Tradition/History: 3/5 Points

Any discussion of Bay Area tradition starts with the Niners who, in addition to their five Super Bowl wins, completely redefined NFL offense under Bill Walsh in the 1980s and boast names like Joe Montana, Jerry Rice, Steve Young and Ronnie Lott.
The A’s were dominant in the early 1970s, winning three straight World Series titles. The Giants’ tradition of success in San Francisco is much younger, as they didn’t break through with a World Series win until 2010. The 1960s were good to the Giants, and legends like Willie Mays, Willie McCovey, Juan Marichal and Orlando Cepeda are highly revered.
There was also that Barry Bonds guy, who captured tons of interest and even helped San Francisco reach the World Series in 2002—though his impact on the team's tradition and history is mostly a mixed bag.
The Bay Area is not New York or Chicago or even Boston when it comes to tradition, which may stem from the fact that the Warriors, Giants and A’s all originated in other cities.

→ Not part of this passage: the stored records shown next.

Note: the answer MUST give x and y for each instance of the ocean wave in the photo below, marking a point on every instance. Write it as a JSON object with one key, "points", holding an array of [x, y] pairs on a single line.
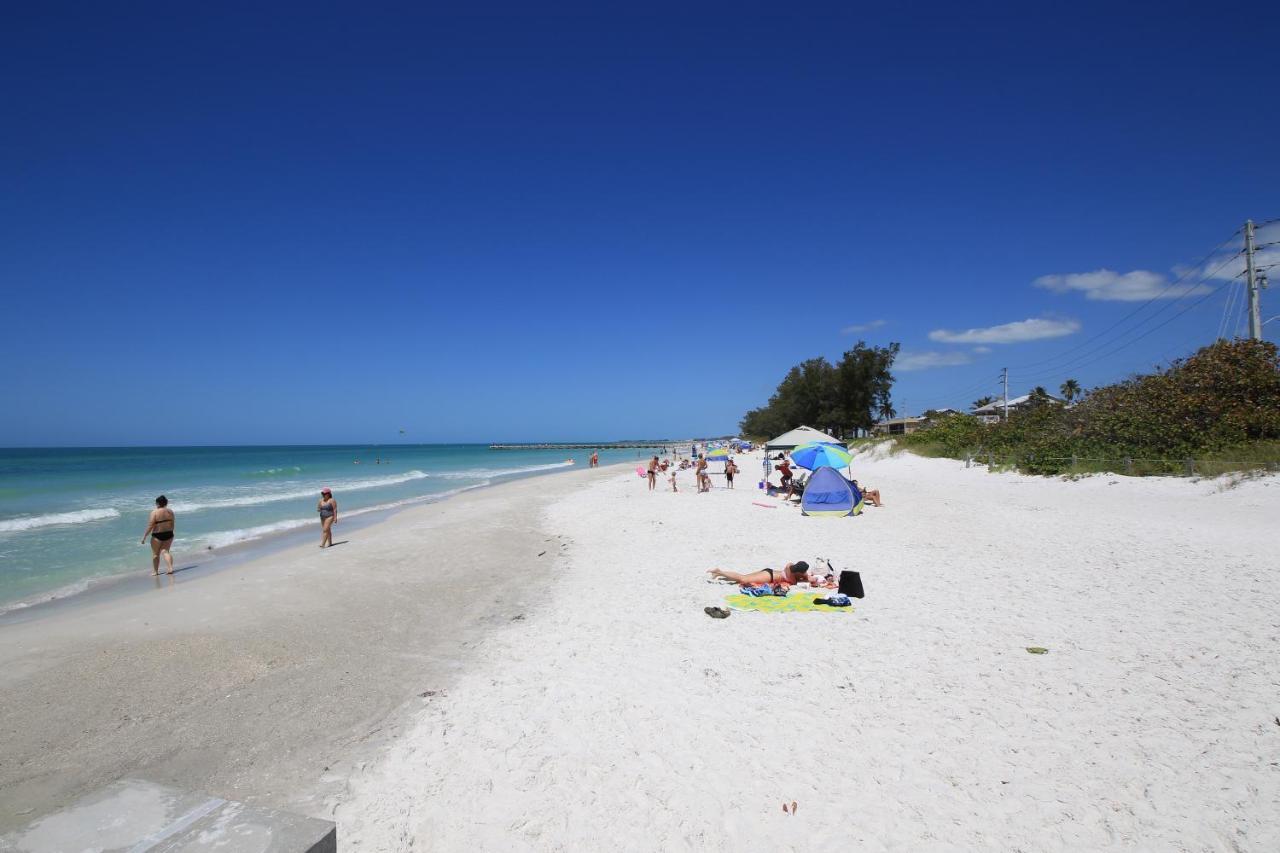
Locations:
{"points": [[479, 473], [254, 498], [223, 538], [53, 594], [78, 516], [277, 471]]}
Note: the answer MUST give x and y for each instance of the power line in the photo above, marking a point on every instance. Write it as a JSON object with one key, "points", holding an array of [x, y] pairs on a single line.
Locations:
{"points": [[1141, 308], [1155, 328], [1074, 363]]}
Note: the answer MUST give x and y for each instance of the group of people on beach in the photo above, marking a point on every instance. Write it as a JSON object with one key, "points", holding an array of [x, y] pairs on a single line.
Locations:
{"points": [[161, 524], [702, 473]]}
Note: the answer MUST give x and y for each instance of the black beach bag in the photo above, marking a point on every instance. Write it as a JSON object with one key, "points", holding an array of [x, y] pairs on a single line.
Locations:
{"points": [[851, 584]]}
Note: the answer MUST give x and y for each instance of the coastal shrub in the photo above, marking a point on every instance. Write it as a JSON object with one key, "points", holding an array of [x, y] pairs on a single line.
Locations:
{"points": [[1221, 402]]}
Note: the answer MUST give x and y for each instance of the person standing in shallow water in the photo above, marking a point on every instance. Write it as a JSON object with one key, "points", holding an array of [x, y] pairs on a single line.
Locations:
{"points": [[328, 510], [160, 529]]}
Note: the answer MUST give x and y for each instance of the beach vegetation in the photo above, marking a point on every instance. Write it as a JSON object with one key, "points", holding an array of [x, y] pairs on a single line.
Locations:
{"points": [[1215, 411], [841, 397]]}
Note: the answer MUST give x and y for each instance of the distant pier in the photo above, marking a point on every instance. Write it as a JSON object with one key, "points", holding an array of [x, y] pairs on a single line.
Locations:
{"points": [[593, 446]]}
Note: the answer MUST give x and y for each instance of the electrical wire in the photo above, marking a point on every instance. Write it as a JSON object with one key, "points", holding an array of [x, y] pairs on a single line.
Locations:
{"points": [[1074, 363], [1132, 341], [1141, 308]]}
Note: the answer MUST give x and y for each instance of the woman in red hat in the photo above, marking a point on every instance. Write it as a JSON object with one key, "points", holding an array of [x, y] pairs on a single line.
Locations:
{"points": [[328, 509]]}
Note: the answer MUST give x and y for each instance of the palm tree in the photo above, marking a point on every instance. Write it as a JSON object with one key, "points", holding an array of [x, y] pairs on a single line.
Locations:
{"points": [[1070, 389]]}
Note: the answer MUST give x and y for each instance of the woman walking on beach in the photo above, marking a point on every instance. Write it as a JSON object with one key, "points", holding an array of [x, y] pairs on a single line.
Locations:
{"points": [[160, 529], [328, 510]]}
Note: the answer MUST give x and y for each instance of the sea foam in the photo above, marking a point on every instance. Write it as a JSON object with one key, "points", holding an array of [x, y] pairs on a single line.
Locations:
{"points": [[78, 516], [223, 538], [478, 473], [254, 498]]}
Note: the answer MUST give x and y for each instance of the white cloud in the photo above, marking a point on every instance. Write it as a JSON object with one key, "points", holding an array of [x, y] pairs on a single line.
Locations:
{"points": [[1016, 332], [909, 361], [1110, 286], [862, 327]]}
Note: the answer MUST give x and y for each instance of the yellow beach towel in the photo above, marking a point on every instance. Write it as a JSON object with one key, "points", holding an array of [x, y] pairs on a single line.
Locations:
{"points": [[792, 603]]}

The Raiders have gone from Oakland (1960-81) to Los Angeles (1982-94) to Oakland (1995-present), which doesn’t help either.
And the Sharks haven’t been around long enough to really establish anything like a legacy.
Final Tally: 73/100

The Bay Area has everything a fan could want in terms of variety, star power and fan passion, but a couple of critical areas get dragged down below average because of the sheer number of teams.
In other words, for every AT&T Park, there's an O.co Coliseum.
On balance, though, the Bay Area grades out pretty well. And if you're choosy about which teams you support or which stadiums you frequent, your own experience can be far better than the overall score above indicates.